The relevant legal concepts in the case study are negligence and malpractice. These concepts are expressed by the tort law, the law of contract and in the criminal law, both at federal and state level. These laws can help nurse managers to ensure that the rights of patients to care are observed and the rights of nurses are also observed (Toren & Wagner 2010, p. 396).

Ethical-legal decisions

In the case study, the decision that needs to be made is to compel all health professionals in the nursing home to respect and conform to the ethical, legal and professional standard guidelines of medical practice (Curtin, 2005). In this case, the guidelines were balanced eventually. Sue’s conduct in her care for Emily seemed to completely contradict these guidelines initially but this perspective changed after it was realized that Emily has a serious disease that can lead to her death.

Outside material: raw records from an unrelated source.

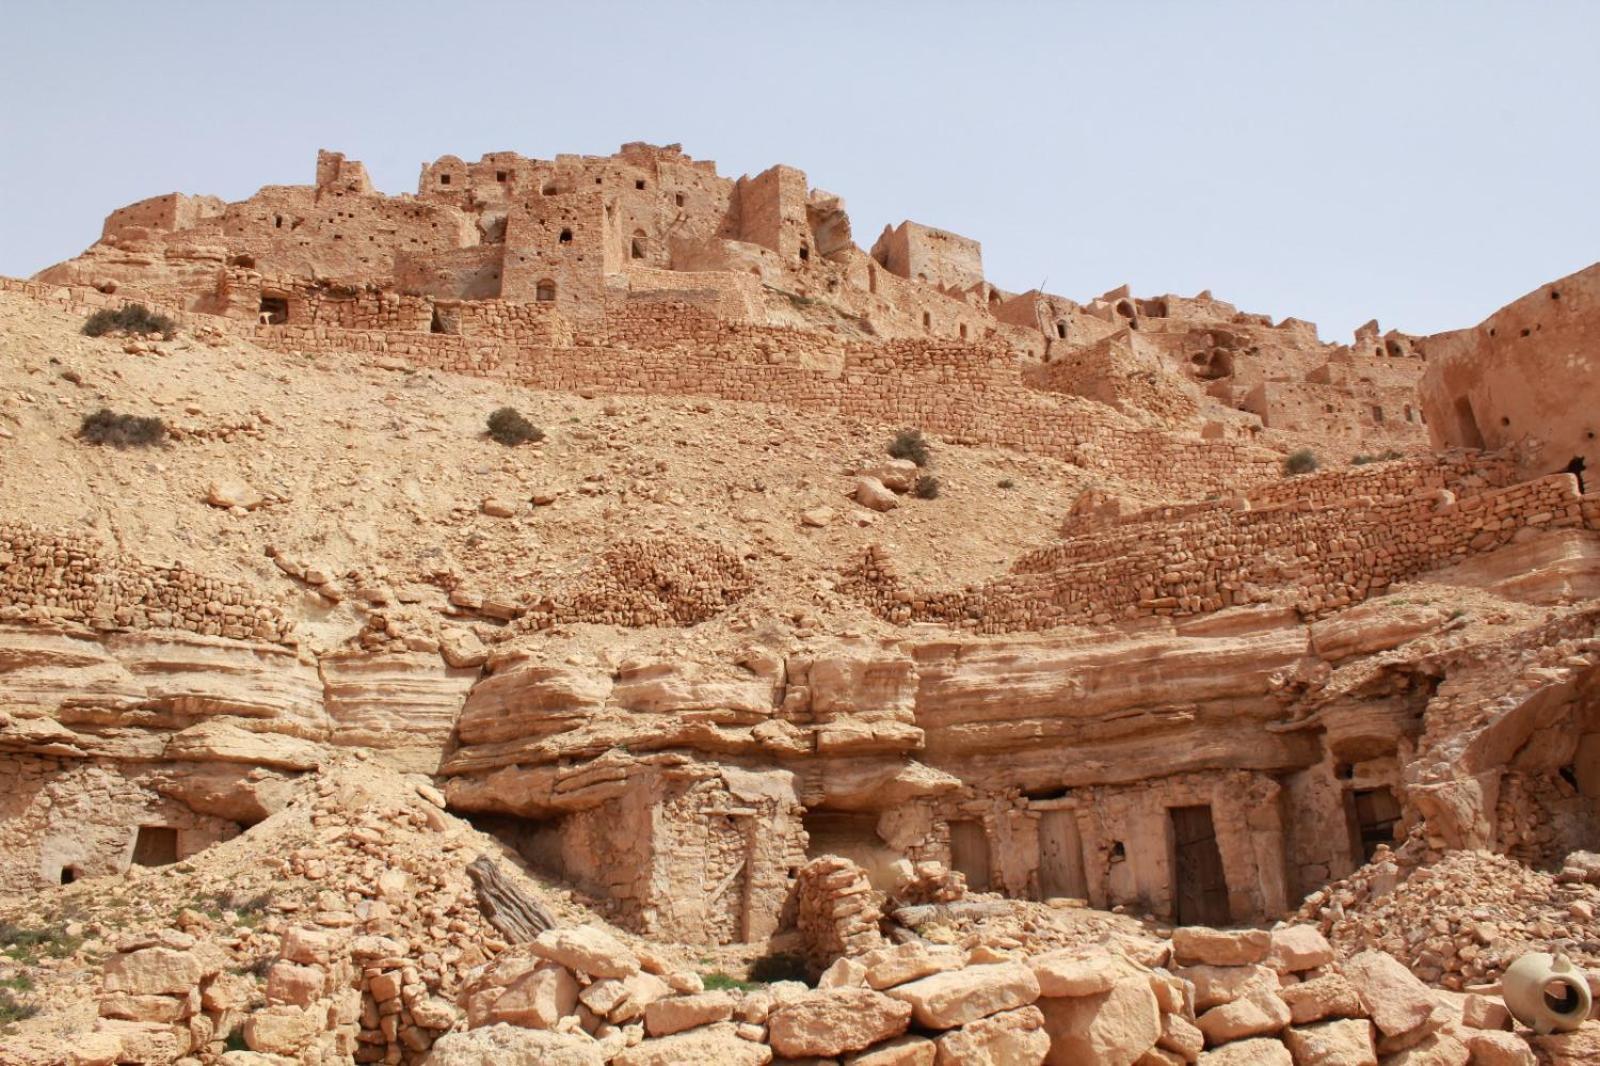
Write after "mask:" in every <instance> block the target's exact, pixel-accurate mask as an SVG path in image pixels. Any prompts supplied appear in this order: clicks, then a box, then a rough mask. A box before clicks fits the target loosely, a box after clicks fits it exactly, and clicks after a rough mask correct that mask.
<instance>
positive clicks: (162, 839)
mask: <svg viewBox="0 0 1600 1066" xmlns="http://www.w3.org/2000/svg"><path fill="white" fill-rule="evenodd" d="M176 861H178V831H176V829H173V828H171V826H139V836H136V837H134V839H133V864H134V866H171V864H173V863H176Z"/></svg>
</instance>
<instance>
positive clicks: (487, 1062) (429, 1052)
mask: <svg viewBox="0 0 1600 1066" xmlns="http://www.w3.org/2000/svg"><path fill="white" fill-rule="evenodd" d="M422 1066H605V1056H603V1055H602V1053H600V1048H598V1045H597V1044H595V1042H594V1040H590V1039H589V1037H584V1036H576V1034H570V1032H547V1031H544V1029H520V1028H517V1026H507V1024H494V1026H485V1028H482V1029H472V1031H469V1032H448V1034H445V1036H442V1037H438V1040H437V1042H435V1044H434V1047H432V1050H430V1052H429V1053H427V1058H424V1060H422Z"/></svg>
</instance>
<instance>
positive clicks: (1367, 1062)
mask: <svg viewBox="0 0 1600 1066" xmlns="http://www.w3.org/2000/svg"><path fill="white" fill-rule="evenodd" d="M1283 1045H1285V1047H1288V1048H1290V1055H1293V1056H1294V1066H1306V1064H1307V1063H1315V1066H1378V1048H1376V1045H1374V1044H1373V1023H1371V1021H1366V1020H1365V1018H1342V1020H1338V1021H1323V1023H1318V1024H1314V1026H1302V1028H1298V1029H1290V1031H1288V1032H1285V1034H1283Z"/></svg>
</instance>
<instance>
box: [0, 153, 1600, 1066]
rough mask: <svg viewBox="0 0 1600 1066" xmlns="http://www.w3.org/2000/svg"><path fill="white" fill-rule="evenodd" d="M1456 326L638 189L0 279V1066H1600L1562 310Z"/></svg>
mask: <svg viewBox="0 0 1600 1066" xmlns="http://www.w3.org/2000/svg"><path fill="white" fill-rule="evenodd" d="M307 162H309V160H307ZM931 221H933V222H936V221H938V219H931ZM869 242H870V246H869ZM1533 280H1534V279H1530V282H1533ZM1512 296H1515V295H1514V293H1507V298H1512ZM1461 325H1462V328H1459V330H1454V331H1450V333H1440V335H1434V336H1414V335H1408V333H1403V331H1398V330H1394V328H1389V330H1386V328H1382V327H1381V325H1379V323H1376V322H1373V323H1368V325H1365V327H1362V328H1360V330H1357V331H1355V335H1354V336H1352V338H1349V339H1347V341H1342V343H1334V341H1326V339H1322V338H1320V336H1318V331H1317V327H1315V325H1314V323H1310V322H1302V320H1298V319H1274V317H1272V315H1269V314H1261V312H1256V311H1242V309H1238V307H1235V306H1234V304H1230V303H1226V299H1222V298H1219V296H1213V295H1211V293H1208V291H1206V293H1198V295H1190V296H1181V295H1171V293H1166V295H1136V293H1131V291H1128V288H1126V287H1123V288H1114V290H1110V291H1107V293H1104V295H1099V296H1094V298H1091V299H1077V298H1067V296H1059V295H1054V293H1046V291H1037V290H1035V291H1022V293H1013V291H1003V290H1000V288H997V287H994V285H992V283H990V282H989V280H987V279H986V274H984V264H982V250H981V245H979V242H978V240H976V238H973V237H966V235H960V234H954V232H947V230H944V229H936V227H934V226H930V224H923V222H915V221H904V222H901V224H898V226H891V227H886V229H885V230H883V232H882V234H878V235H875V237H870V235H858V234H854V232H853V229H851V219H850V214H848V213H846V208H845V202H843V200H842V198H840V197H838V195H834V194H829V192H822V190H819V189H813V187H811V186H810V184H808V179H806V176H805V173H803V171H800V170H797V168H794V166H787V165H776V166H771V168H770V170H765V171H762V173H758V174H755V176H742V178H728V176H722V174H718V173H717V168H715V165H714V163H710V162H706V160H694V158H691V157H688V155H686V154H685V152H683V150H682V149H680V147H678V146H666V147H658V146H650V144H626V146H622V147H621V150H619V152H618V154H614V155H608V157H587V155H557V157H555V158H554V160H538V158H528V157H523V155H517V154H512V152H496V154H491V155H485V157H483V158H480V160H478V162H475V163H469V162H462V160H461V158H456V157H451V155H446V157H443V158H438V160H437V162H434V163H429V165H424V166H422V171H421V176H419V181H418V190H416V194H414V195H410V194H406V195H386V194H381V192H378V190H374V187H373V182H371V181H370V178H368V174H366V170H365V168H363V166H362V163H358V162H355V160H350V158H346V157H344V155H341V154H338V152H320V154H318V155H317V160H315V176H314V182H312V184H304V186H267V187H264V189H261V190H259V192H258V194H256V195H253V197H250V198H246V200H240V202H237V203H226V202H222V200H219V198H216V197H208V195H189V194H181V192H173V194H166V195H158V197H152V198H149V200H141V202H138V203H133V205H128V206H125V208H120V210H117V211H114V213H112V214H110V216H107V218H106V222H104V230H102V234H101V238H99V240H98V242H96V243H94V245H93V246H91V248H88V250H86V251H83V253H82V254H80V256H77V258H74V259H69V261H66V262H61V264H56V266H51V267H48V269H45V271H42V272H38V274H37V275H35V277H32V279H26V280H24V279H3V277H0V890H3V892H0V951H3V954H0V1063H3V1064H5V1066H22V1064H26V1066H40V1064H45V1063H51V1064H54V1063H72V1064H77V1066H91V1064H93V1066H110V1064H112V1063H163V1064H168V1063H184V1064H186V1066H190V1064H200V1063H203V1064H211V1063H226V1064H227V1066H291V1064H302V1066H323V1064H328V1066H331V1064H334V1063H386V1064H402V1063H405V1064H414V1063H422V1064H427V1066H488V1064H491V1063H493V1064H499V1063H509V1064H514V1066H515V1064H530V1066H531V1064H558V1066H602V1064H605V1063H614V1064H616V1066H670V1064H694V1063H722V1064H728V1066H734V1064H752V1066H758V1064H765V1063H787V1064H794V1066H798V1064H800V1063H808V1064H821V1063H835V1064H840V1063H843V1064H851V1066H936V1064H938V1066H950V1064H963V1066H965V1064H971V1066H1040V1064H1042V1063H1048V1064H1051V1066H1178V1064H1184V1063H1202V1064H1206V1066H1248V1064H1256V1063H1262V1064H1269V1066H1275V1064H1293V1066H1312V1064H1322V1066H1360V1064H1373V1066H1376V1064H1379V1063H1382V1064H1384V1066H1390V1064H1405V1066H1424V1064H1426V1066H1435V1064H1438V1066H1446V1064H1448V1066H1469V1064H1483V1066H1499V1064H1522V1063H1558V1064H1565V1063H1573V1064H1576V1063H1600V1021H1589V1020H1587V1018H1589V1015H1590V1012H1600V1007H1595V1005H1594V999H1595V996H1597V994H1600V917H1597V908H1600V480H1597V479H1600V443H1597V437H1595V434H1597V431H1600V384H1597V381H1600V264H1597V266H1594V267H1589V269H1586V271H1581V272H1578V274H1574V275H1571V277H1565V279H1560V280H1554V282H1550V283H1547V285H1542V287H1539V288H1536V290H1533V291H1530V293H1526V295H1523V296H1520V298H1515V299H1512V303H1509V304H1506V306H1504V307H1501V309H1499V311H1496V312H1493V314H1490V315H1488V317H1485V319H1483V320H1482V322H1478V323H1461Z"/></svg>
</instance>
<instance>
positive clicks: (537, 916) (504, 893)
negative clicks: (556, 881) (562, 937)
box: [467, 855, 555, 944]
mask: <svg viewBox="0 0 1600 1066" xmlns="http://www.w3.org/2000/svg"><path fill="white" fill-rule="evenodd" d="M467 876H469V877H472V887H474V888H475V890H477V893H478V911H482V912H483V917H485V919H488V924H490V925H493V927H494V928H496V930H499V933H501V936H504V938H506V940H509V941H510V943H514V944H522V943H526V941H530V940H533V938H536V936H538V935H539V933H542V932H544V930H547V928H555V919H554V917H550V912H549V911H546V909H544V908H542V906H541V904H539V901H538V900H534V898H533V896H530V895H528V893H526V892H523V890H522V888H518V887H517V885H515V884H512V882H510V879H507V877H506V874H502V872H501V869H499V866H496V864H494V861H493V860H490V856H488V855H480V856H477V858H475V860H472V864H470V866H467Z"/></svg>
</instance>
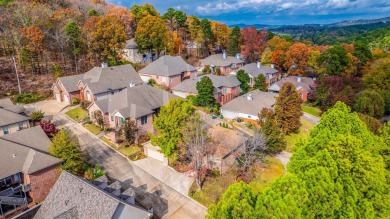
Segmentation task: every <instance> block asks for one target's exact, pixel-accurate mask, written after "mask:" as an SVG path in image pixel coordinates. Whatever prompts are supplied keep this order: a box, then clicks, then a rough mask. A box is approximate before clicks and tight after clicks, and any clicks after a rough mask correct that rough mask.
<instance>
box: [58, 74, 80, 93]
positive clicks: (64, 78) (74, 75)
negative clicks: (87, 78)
mask: <svg viewBox="0 0 390 219" xmlns="http://www.w3.org/2000/svg"><path fill="white" fill-rule="evenodd" d="M83 76H84V74H79V75H72V76H65V77H60V78H58V80H59V81H61V83H62V85H64V87H65V89H66V91H68V92H69V93H71V92H74V91H78V90H79V87H78V86H77V83H79V81H80V80H81V79H82V78H83ZM57 87H58V86H57ZM58 88H59V87H58Z"/></svg>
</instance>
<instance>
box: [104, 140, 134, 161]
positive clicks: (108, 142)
mask: <svg viewBox="0 0 390 219" xmlns="http://www.w3.org/2000/svg"><path fill="white" fill-rule="evenodd" d="M100 140H102V141H104V142H105V143H107V144H108V145H109V146H110V147H112V148H113V149H115V150H116V151H119V152H120V153H121V154H123V155H125V156H126V157H128V156H130V155H133V154H135V153H138V152H140V151H141V148H140V147H138V146H136V145H131V146H119V147H118V146H116V145H115V144H114V143H112V142H111V141H110V140H108V139H107V138H106V137H101V138H100Z"/></svg>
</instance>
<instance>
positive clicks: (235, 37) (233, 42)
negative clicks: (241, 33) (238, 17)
mask: <svg viewBox="0 0 390 219" xmlns="http://www.w3.org/2000/svg"><path fill="white" fill-rule="evenodd" d="M240 41H241V30H240V28H239V27H237V26H236V27H234V28H233V30H232V32H231V33H230V35H229V45H228V51H227V52H228V53H229V54H230V55H235V54H237V53H239V52H240Z"/></svg>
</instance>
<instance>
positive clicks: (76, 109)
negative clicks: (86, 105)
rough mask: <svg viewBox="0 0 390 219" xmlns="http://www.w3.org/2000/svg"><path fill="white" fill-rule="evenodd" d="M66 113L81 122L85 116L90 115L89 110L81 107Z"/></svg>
mask: <svg viewBox="0 0 390 219" xmlns="http://www.w3.org/2000/svg"><path fill="white" fill-rule="evenodd" d="M66 115H68V116H69V117H70V118H72V119H73V120H74V121H76V122H80V121H81V120H83V119H84V118H86V117H88V112H87V111H86V110H84V109H82V108H80V107H77V108H74V109H72V110H69V111H68V112H66Z"/></svg>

According to Queensland Health Clinical Incident Management Implementation Standard, Severity Assessment Code 1 the first step in communicating such decision is to open a formal open disclosure meeting with the patient and her family members and to discuss with them about the clinical incident report (Queensland Government, 2009, p. 13). This should be followed by a formal open disclosure meeting with the clinicians involved to debrief them about the report. A third meeting should be planned, which should include the patient, family members and the clinicians involved to discuss the same issue.

The meetings’ debrief should be documented and communicated to other relevant stakeholders such as the management personnel. The documented report on the meetings’ debrief should be communicated back to the selected open disclosure team which should summarize any commitments given and how they should be followed up., The lessons learned from the clinical incident should then be communicated to the patient, to family members and to clinicians involved. There should be a follow up on the outcomes agreed. Finally, the patient, family and the clinicians involved should be provided with additional support where necessary (Queensland Government, 2009, p. 13).


In conclusion, the case study demonstrates how health professionals are confronted with situations in which they are bound to make choices among various ethical decisions. They are faced with dilemma due to the huge impact of any decision made. Some times, they make decisions that are contrary to ethical, laws and professional standards of care. This may lead to conflicts with the stakeholders involved. In such situations the requirements of ethical legal and professional standards should prevail.